Have you ever taken a selfie? Admit it, you have. Hopefully you did so without making the infamous “duck face” that is so common in selfies. The word “selfie” was used so much in the English vocabulary that the word was officially added to the Merriam-Webster Dictionary. The dictionary defines “selfie” as: an image of oneself taken by oneself using a digital camera especially for posting on social networks. The word has been engrained in pop culture…seeping into the real of music. No lie: There is an official song called Selfie and it’s by The Chainsmokers. For those who actually like the song you can listen to it here: http://www.youtube.com/watch?v=kdemFfbS5H0. However, I’d suggest you save 3 minutes and 43 seconds of your life doing something more productive.
The selfie may not be as innocent as you might think. It’s no longer a matter of just taking a selfie and loading it to a social networking account for your friends to admire. No no my friends. Now it’s a way for marketing firms to mine data including information on brands. Simply put…your selfie is an ad. A new article in The Wall Street Journal states that digital marketing companies are searching, scanning, storing and repurposing images to draw insights for big-brand advertisers.
The article states that, “Some companies, such as Ditto Labs Inc., use software to scan photos — the image of someone holding a Coca-Cola can, for example — to identify logos, whether the person in the image is smiling, and the scene’s context.
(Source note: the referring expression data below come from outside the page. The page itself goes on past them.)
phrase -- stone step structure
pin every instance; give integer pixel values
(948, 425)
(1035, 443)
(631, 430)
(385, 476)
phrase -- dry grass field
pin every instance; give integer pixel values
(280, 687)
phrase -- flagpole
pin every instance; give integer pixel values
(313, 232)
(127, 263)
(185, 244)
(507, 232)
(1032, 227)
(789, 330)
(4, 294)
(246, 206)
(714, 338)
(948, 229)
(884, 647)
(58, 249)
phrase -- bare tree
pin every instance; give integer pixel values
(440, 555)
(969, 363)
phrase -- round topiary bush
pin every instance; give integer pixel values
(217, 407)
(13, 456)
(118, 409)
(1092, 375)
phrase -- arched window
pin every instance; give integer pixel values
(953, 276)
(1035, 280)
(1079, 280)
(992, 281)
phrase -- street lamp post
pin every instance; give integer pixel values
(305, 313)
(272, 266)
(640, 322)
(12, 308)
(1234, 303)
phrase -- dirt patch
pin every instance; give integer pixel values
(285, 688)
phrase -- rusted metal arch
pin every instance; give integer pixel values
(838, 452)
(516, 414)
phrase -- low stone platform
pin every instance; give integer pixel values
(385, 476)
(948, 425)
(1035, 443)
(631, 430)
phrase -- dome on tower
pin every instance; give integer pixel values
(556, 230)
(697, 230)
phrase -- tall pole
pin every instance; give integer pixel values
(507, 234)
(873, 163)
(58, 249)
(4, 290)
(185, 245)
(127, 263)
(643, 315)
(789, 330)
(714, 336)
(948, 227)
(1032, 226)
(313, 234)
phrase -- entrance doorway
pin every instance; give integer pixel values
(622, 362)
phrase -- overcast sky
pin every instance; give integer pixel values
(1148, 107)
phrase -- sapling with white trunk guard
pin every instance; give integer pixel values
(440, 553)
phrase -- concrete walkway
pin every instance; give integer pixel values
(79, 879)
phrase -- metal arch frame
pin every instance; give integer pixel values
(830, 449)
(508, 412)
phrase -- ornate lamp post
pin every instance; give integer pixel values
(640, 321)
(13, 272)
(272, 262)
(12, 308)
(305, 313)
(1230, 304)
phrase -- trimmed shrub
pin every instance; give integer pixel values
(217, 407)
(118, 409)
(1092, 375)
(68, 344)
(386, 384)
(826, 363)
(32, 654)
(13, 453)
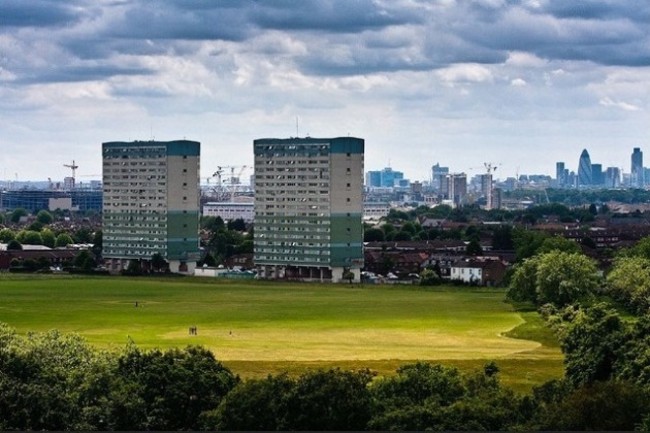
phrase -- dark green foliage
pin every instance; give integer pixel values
(633, 363)
(329, 400)
(591, 343)
(167, 390)
(601, 406)
(556, 277)
(254, 405)
(433, 397)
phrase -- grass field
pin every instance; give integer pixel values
(258, 328)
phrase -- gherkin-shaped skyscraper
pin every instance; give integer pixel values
(584, 170)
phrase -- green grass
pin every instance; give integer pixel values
(257, 328)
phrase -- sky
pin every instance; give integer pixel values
(515, 84)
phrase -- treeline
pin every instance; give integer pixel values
(54, 381)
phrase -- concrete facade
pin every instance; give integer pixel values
(309, 208)
(151, 203)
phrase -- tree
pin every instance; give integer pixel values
(44, 217)
(601, 406)
(63, 240)
(7, 235)
(49, 240)
(173, 387)
(329, 400)
(523, 284)
(563, 278)
(17, 214)
(633, 362)
(629, 281)
(254, 405)
(590, 345)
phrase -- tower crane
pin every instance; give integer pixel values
(233, 180)
(489, 168)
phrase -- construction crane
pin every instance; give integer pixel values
(233, 180)
(490, 168)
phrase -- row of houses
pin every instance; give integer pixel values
(447, 258)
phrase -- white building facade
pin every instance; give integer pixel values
(151, 203)
(309, 208)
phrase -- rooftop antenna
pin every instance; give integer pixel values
(74, 168)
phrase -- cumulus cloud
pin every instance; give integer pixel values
(413, 67)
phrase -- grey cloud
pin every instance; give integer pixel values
(331, 16)
(72, 74)
(38, 13)
(148, 20)
(602, 41)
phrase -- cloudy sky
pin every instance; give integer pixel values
(520, 84)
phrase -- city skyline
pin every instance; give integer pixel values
(459, 83)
The data allow marketers to send targeted ads or conduct market research. Others, such as Piqora Inc., store images for months on their own servers to show marketers what is trending in popularity.”
Here’s an example of what these types of companies are capable of capturing from your selfie.
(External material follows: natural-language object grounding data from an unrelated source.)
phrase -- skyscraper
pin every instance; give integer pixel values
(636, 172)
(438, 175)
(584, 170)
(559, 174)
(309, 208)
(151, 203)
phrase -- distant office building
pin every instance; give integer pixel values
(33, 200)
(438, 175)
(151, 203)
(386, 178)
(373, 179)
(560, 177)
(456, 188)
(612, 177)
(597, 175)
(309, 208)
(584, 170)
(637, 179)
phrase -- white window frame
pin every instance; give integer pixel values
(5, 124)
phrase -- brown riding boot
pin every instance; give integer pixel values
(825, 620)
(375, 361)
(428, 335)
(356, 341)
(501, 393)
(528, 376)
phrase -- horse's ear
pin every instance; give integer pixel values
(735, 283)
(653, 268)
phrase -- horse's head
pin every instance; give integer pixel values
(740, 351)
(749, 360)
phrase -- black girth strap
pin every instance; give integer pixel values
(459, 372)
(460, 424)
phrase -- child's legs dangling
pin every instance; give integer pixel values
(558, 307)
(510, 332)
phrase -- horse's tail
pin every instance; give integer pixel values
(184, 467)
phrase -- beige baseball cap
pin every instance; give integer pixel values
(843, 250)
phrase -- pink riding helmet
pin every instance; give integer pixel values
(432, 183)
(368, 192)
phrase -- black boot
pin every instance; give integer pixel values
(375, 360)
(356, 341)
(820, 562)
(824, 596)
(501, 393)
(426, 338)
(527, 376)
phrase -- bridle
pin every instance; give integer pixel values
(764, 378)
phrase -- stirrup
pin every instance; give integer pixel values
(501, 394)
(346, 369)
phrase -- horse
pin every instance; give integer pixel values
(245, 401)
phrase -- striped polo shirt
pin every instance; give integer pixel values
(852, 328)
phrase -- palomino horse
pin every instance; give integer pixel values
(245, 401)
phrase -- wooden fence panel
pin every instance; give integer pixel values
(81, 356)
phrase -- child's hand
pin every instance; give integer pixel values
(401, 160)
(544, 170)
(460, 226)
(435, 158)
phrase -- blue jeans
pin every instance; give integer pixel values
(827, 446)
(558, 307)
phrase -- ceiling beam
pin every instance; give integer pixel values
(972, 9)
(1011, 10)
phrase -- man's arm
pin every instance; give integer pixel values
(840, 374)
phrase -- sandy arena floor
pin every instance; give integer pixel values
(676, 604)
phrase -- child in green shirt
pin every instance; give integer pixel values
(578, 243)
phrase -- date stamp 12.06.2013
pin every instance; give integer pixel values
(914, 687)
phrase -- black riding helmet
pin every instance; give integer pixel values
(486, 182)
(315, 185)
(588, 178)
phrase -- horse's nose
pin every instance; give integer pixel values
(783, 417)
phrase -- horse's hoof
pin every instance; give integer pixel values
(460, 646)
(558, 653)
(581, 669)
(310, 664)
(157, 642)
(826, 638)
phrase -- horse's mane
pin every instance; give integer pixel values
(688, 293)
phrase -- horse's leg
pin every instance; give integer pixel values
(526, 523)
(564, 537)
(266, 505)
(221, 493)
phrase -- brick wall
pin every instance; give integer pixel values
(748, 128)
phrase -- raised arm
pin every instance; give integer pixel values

Privacy watchdogs say these companies aren’t clearly communicating to users that their images could be scanned in bulk or downloaded for marketing purposes. Many users may not intend to promote, for instance, a pair of jeans they are wearing in a photo or a bottle of beer on the table next to them, the privacy experts say.
What do you think? Is this a little too “Big Brother” for your liking? Or do you think marketing firms have free reign on mining data when users upload images to public social networking sites?
Whatever your stance, contributors at Mashable collected five pieces of information about the history of a selfie (and what they consider social media’s most annoying fad).
So what do you say? Wanna take a selfie?